Outré d'apprendre qu'il voterait non à un référendum, l'ancien premier ministre péquiste s'est dit «bouleversé», expliquant cette volte-face par «un certain arrivisme (et) un certain désir d'ambition personnelle supérieure à l'intérêt national», en entrevue à La Presse canadienne.
«Je n'aime pas utiliser des mots injurieux en démocratie, mais si c'était permis il m'en viendrait beaucoup à l'esprit», a-t-il dit.
Réplique de Legault
La riposte du chef de la CAQ n'a pas tardé en soirée, à Lévis. «Je peux comprendre la frustration du Parti québécois et de Bernard Landry. On a vu hier (mardi) la frustration du Parti libéral. Je suppose que les appuis à la Coalition doivent les déranger », a-t-il déclaré, reprochant à son ancien chef de refuser de « sortir du déni».
«Je respecte M. Landry et ceux qui croient que la souveraineté du Québec est encore la priorité, a dit M. Legault. Je pense que c'est un projet qui est légitime, mais moi j'ai cheminé et je crois qu'actuellement, pour le bien du Québec, il y a une urgence de faire un ménage, de rassembler les Québécois. La souveraineté doit être mise de côté et je souhaiterais que M. Landry respecte mon cheminement comme je respecte le sien.»
Utilisation de fonds publics
Bernard Landry a accusé François Legault d'avoir utilisé l'argent des contribuables pour promouvoir la souveraineté lorsqu'il était au PQ. C'est sans fondement, répond-il. «J'ai toujours été dans le camp de ceux qui ne souhaitent pas qu'on utilise des fonds publics, a dit M. Legault. Pour l'étude sur les finances d'un Québec souverain, ça a été fait avec deux recherchistes de l'aile parlementaire. On a travaillé des dizaines sinon des centaines de soirées là-dessus, mais il n'y a pas eu de fonds publics dépensés pour ça.»
Pas un non définitif
Le chef de la CAQ a précisé sa pensée sur son fameux « non » qui a fait couler tant d'encre.
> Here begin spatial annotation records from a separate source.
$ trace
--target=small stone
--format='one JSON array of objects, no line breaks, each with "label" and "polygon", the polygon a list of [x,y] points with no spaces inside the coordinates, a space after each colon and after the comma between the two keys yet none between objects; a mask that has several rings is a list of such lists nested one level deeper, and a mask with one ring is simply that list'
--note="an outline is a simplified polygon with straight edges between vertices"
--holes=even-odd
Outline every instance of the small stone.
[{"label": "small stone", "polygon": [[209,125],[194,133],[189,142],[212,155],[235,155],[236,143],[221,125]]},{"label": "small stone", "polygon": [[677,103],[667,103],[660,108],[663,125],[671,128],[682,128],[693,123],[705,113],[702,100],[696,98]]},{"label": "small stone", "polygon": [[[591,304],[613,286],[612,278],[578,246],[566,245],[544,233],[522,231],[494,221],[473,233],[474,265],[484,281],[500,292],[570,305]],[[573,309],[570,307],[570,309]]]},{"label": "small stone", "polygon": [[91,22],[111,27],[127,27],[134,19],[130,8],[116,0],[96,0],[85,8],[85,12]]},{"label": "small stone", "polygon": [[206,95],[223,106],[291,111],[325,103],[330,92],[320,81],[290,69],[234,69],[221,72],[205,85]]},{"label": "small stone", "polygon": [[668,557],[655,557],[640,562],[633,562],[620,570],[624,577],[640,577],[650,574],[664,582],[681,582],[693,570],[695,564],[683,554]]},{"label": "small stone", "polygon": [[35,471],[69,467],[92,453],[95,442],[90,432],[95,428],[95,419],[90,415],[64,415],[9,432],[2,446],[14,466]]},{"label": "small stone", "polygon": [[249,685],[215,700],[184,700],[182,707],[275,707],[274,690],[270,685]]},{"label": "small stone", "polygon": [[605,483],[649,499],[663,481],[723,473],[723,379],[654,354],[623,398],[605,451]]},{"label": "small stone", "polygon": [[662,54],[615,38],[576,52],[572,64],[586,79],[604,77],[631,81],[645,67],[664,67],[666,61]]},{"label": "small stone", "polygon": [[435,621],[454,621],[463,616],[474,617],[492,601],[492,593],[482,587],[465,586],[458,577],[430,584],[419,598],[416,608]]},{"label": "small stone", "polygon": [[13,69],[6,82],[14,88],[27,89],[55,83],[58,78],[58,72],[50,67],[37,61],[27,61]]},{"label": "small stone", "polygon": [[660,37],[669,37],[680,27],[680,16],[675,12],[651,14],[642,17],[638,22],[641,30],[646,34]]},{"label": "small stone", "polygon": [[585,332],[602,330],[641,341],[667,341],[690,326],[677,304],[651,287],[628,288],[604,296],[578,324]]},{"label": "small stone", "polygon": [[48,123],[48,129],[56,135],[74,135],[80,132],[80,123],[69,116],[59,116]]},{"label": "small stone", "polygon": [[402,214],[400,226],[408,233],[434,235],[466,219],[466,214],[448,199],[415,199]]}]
Il a refusé de dire qu'il s'agissait d'un non définitif à la souveraineté.
«Ce que je sais, c'est qu'au Québec, on a besoin de prendre une pause sur la question constitutionnelle, a-t-il ajouté. Actuellement, le Québec n'a pas signé la Constitution canadienne donc les deux options qui sont légitimes, à mon avis, c'est un renouvellement du fédéralisme qui serait acceptable à une majorité de Québécois, ou la souveraineté du Québec. Mais ce que je dis, là, c'est que dans un avenir prévisible, ça ne doit pas une priorité et par conséquent, étant donné que je ne veux pas faire la promotion de la souveraineté, s'il y a un référendum je vais voter non.»
«Quel avenir on aura dans dix ans, dans vingt ans, c'est loin là, a-t-il dit. Ce que je vous dis, c'est que dans les deux prochains mandats, je m'engage à ne pas faire la promotion de la souveraineté. Après les dix ans, écoutez là, on verra comme disait l'autre!»